Het hof heeft in zijn overwegingen vastgesteld dat er geen relevante wijziging van omstandigheden is sinds de eerdere beschikking van de rechtbank, die het verzoek van de vader om gezamenlijk gezag had afgewezen. De vader heeft geen objectief verifieerbare feiten aangedragen die zouden wijzen op een verbetering van de communicatie tussen hem en de moeder, wat essentieel is voor gezamenlijk gezag. Het hof heeft ook de zorgen van de vader over de verslavingsproblematiek van de moeder erkend, maar benadrukt dat de gezinsvoogdijinstelling verantwoordelijk is voor de bescherming van de minderjarige.
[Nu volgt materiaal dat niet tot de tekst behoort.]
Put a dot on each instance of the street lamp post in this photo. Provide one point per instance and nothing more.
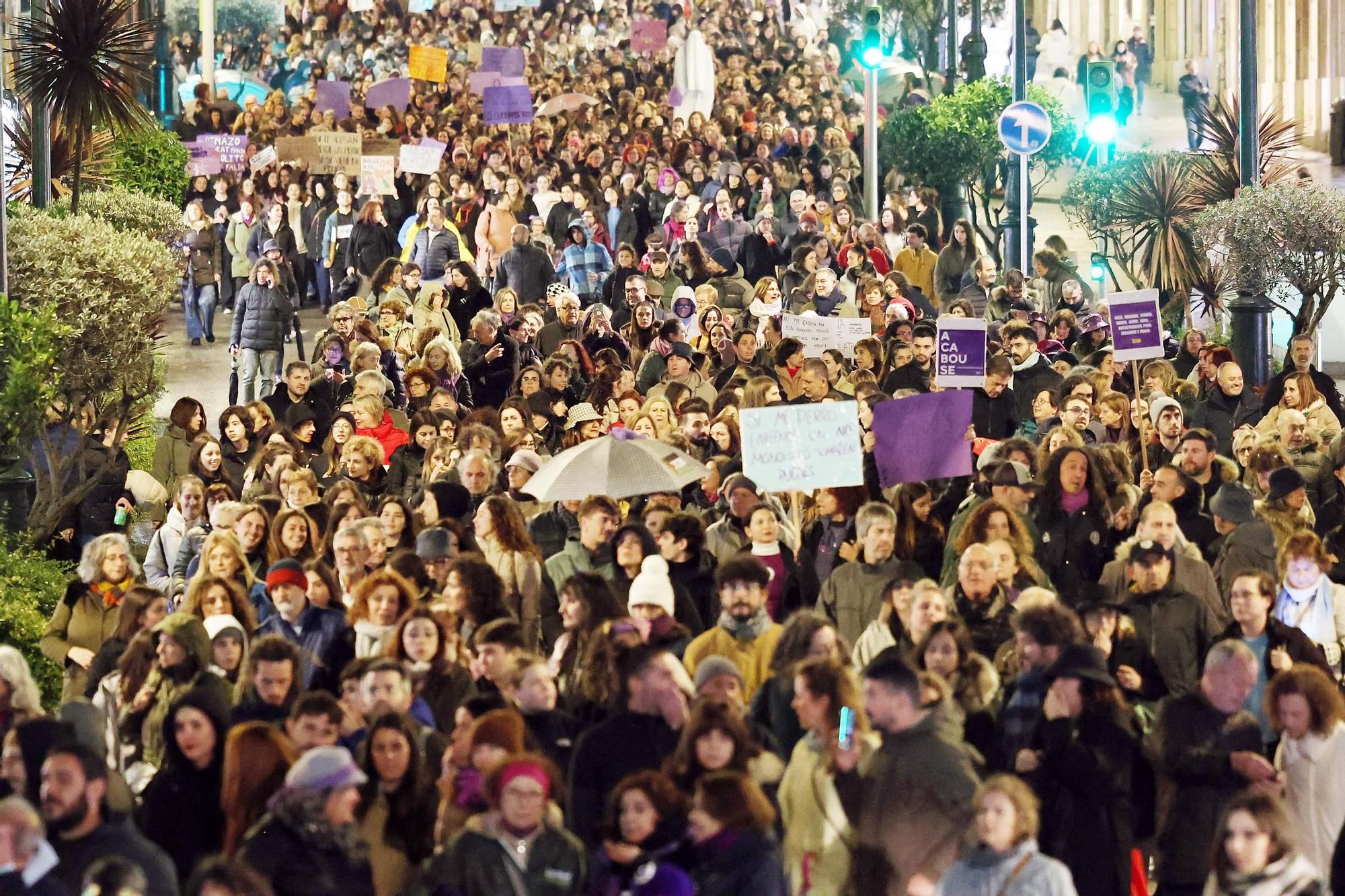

Wat betreft de omgangsregeling heeft het hof geoordeeld dat de rechtbank terecht het verzoek van de vader om een omgangsregeling afwees, omdat de gezinsvoogdijinstelling al toezicht houdt op de omgang. Het hof heeft geconcludeerd dat de vader niet voldoende heeft aangetoond dat uitbreiding van de omgang in het belang van de minderjarige zou zijn. De vader werd aangeraden om samen te werken met de gezinsvoogdijinstelling in plaats van de strijd aan te gaan. Uiteindelijk heeft het hof de bestreden beschikking van de rechtbank bekrachtigd, omdat er geen nieuwe feiten of omstandigheden zijn die tot een andere beslissing zouden kunnen leiden.